I can also “game this out,” forecasting the different seats Democrats could gain (or lose) given any national vote margin I like. Inputting every possibility from a 15 percentage point win to a 15 point loss, we learn that (if current district characteristics hold, and they likely won’t) the Democratic Party would need a margin of roughly 8% to have majority odds of winning the House this year. Again, there is uncertainty there: Democrats could win with a 4% margin or lose with a 9% one. Details in the graphic below:
The discrepancy between the percentage of votes won and the percentage of seats won, as seen at any point on the blue line above between 0% and 10% on the x-axis, can be almost entirely attributed to our earlier discussion about the geographic disadvantage Democrats face as a result of gerrymandering and clustering.
That’s about it for this post! If you’re sticking around to the three thousandth word, there are a few things you should know:
- The model updates every day of the election cycle, twice a day, to account for changing information.
- However, each time the model is run, it produces slightly different numbers as a result of statistical randomness in the simulations. Sometimes the probabilistic estimates will move as much as 0.5%! Don’t panic if you see small movements without observable shifts; it’s likely just “noise” in the forecast.
- What about district-level polls? Well, polls for individual congressional district have been rather errant in the past, and the way this model is devised doesn’t necessitate updated district numbers — those would be “baked in,” so to speak, in changes in the national polling.
- I’m not perfect, and modeling takes so much time that I find it impossible that I have not committed at least one error. If I catch a bug in the model, I’ll update this page with the correct information.
- Race ratings, the traditional "Safe Dem", "Likely Dem", "Lean Dem","Tossup", etc.. will be added in future posts. You can find them on the forecast homepage.

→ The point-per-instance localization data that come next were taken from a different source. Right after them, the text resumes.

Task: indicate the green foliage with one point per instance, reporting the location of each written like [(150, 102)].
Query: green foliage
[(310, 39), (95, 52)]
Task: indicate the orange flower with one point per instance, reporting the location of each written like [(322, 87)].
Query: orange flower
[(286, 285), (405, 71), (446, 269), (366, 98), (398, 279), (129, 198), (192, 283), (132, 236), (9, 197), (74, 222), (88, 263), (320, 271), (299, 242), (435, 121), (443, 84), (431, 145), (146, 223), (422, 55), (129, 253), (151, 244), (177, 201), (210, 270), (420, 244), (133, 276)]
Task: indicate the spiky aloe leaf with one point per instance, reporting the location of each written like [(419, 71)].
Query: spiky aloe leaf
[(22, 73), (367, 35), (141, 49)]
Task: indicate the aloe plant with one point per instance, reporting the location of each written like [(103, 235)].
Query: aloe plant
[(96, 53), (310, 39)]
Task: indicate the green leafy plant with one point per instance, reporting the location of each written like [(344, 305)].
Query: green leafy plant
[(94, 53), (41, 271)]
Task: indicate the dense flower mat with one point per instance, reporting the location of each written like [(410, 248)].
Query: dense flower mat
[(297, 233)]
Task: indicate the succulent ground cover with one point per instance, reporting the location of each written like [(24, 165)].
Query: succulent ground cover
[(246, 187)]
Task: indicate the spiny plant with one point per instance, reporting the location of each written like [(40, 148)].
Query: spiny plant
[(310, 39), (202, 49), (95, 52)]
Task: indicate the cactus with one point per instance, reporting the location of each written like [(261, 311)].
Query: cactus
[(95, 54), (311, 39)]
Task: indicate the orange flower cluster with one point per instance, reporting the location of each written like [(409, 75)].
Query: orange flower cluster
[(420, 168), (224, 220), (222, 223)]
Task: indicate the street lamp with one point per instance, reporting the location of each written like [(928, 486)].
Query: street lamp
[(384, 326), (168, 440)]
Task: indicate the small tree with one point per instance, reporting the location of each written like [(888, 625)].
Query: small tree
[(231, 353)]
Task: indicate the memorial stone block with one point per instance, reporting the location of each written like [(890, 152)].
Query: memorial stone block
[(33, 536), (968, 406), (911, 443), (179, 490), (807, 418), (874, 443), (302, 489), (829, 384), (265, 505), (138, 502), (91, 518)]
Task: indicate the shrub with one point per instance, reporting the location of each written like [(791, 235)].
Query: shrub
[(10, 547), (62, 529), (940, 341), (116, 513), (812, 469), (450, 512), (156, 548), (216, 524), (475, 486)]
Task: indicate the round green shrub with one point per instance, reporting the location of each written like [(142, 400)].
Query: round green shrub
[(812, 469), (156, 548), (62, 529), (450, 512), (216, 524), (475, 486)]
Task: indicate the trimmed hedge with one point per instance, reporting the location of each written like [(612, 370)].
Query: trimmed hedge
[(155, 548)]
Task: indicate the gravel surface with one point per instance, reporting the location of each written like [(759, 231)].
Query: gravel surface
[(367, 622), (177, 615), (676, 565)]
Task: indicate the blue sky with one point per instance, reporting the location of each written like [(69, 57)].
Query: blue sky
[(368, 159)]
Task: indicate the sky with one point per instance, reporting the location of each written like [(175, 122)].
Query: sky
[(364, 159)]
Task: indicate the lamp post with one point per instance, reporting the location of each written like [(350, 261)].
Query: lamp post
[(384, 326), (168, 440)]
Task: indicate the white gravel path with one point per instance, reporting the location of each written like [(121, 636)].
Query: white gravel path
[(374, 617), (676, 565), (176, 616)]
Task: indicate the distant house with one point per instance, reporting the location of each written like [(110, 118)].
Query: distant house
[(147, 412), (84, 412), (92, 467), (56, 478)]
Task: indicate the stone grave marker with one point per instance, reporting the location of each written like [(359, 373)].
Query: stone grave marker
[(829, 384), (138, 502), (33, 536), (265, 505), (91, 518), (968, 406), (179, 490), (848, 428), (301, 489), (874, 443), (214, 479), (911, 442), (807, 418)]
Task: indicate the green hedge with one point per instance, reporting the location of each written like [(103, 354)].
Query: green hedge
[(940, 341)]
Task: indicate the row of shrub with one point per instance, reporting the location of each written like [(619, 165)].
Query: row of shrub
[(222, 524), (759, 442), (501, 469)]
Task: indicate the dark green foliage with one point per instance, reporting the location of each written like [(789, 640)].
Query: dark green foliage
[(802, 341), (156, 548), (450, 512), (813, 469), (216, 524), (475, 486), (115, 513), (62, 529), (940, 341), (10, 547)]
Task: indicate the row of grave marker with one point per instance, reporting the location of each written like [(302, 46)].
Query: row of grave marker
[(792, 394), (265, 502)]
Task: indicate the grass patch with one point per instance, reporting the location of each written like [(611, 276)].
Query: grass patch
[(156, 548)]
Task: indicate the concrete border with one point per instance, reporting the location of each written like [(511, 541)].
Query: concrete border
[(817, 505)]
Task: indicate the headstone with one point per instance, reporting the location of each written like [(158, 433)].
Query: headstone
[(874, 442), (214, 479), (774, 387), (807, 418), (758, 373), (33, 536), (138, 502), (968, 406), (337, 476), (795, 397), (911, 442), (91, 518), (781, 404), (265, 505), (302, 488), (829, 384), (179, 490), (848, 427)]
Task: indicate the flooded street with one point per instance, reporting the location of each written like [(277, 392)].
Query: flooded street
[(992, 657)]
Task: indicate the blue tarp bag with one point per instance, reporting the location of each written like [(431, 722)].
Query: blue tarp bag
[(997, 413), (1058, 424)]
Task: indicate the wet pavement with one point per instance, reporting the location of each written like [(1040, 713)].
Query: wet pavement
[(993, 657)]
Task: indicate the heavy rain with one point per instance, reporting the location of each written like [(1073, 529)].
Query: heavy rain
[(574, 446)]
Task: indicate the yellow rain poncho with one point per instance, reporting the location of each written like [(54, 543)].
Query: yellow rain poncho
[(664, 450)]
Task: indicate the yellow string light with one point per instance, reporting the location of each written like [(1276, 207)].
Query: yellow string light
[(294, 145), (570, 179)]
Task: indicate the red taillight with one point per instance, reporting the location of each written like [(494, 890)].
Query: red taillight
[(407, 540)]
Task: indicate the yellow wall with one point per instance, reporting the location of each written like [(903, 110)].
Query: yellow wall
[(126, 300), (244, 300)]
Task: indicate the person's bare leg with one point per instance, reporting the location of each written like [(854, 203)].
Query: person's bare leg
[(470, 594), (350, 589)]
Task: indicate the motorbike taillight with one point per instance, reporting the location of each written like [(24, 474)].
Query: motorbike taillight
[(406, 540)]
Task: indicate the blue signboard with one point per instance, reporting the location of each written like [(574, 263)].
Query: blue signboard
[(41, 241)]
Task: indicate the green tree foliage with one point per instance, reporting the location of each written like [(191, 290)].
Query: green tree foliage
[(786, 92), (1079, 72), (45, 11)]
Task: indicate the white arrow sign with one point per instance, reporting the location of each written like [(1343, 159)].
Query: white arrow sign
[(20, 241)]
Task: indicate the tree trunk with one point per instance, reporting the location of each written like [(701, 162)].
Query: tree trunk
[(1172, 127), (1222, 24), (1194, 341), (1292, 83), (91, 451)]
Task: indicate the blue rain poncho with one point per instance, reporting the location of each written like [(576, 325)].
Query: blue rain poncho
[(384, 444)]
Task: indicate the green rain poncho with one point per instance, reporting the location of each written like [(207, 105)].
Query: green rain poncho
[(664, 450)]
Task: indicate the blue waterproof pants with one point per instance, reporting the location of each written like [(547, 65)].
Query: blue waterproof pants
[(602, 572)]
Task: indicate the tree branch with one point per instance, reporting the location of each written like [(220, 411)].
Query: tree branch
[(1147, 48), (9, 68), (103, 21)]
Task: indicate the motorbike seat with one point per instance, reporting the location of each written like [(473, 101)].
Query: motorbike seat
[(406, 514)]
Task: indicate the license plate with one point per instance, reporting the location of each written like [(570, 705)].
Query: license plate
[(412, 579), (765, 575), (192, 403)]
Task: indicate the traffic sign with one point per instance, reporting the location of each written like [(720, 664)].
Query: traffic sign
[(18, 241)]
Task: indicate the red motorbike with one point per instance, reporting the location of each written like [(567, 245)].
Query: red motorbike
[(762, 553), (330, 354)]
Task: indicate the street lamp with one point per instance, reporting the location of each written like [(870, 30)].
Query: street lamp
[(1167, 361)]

- Lastly, come back here frequently! I often re-read these posts and find places where I can clear up some sentence structure or incorporate readers’ feedback. This will only get better with time.
Questions? Comments? Concerns? Please be sure to pass them along in a tweet or email.
- Sep. 10, 2017: The previous version of the model used 0s/100s in place of 2016 vote share in places where no Democrat/Republican ran in 2016. For those previously uncontested districts, the 2016 vote shares have been replaced with 2014 vote shares. This makes little difference overall --- causing just a 2% decrease, for example, to Pete Sessions' (TX-32) projected 2018 vote share --- but small changes could make a big difference in a tight election.
- Oct. 13, 2017: I made a big update to how the model reports the probability that Democrats will win the House. Read more here.
- Jan. 1, 2018: I changed the model from estimating the final vote on election day to the final polls. This shift represents our belief that poll bias might not reflect past statistical patterns, and we should treat estimates with slightly more uncertainty instead. The models also now express data in terms of Democratic margins, not Democratic two-party vote shares, which is both (A) be more intuitive for the reader and (B) slightly more statistically accurate. This had the effect of increasing our expectations of the Democrat's 2018 performance by roughly one percentage point.
- June 1, 2018: The model now uses the redrawn congressional map in Pennsylvania and uses special election data when predicting the popular vote.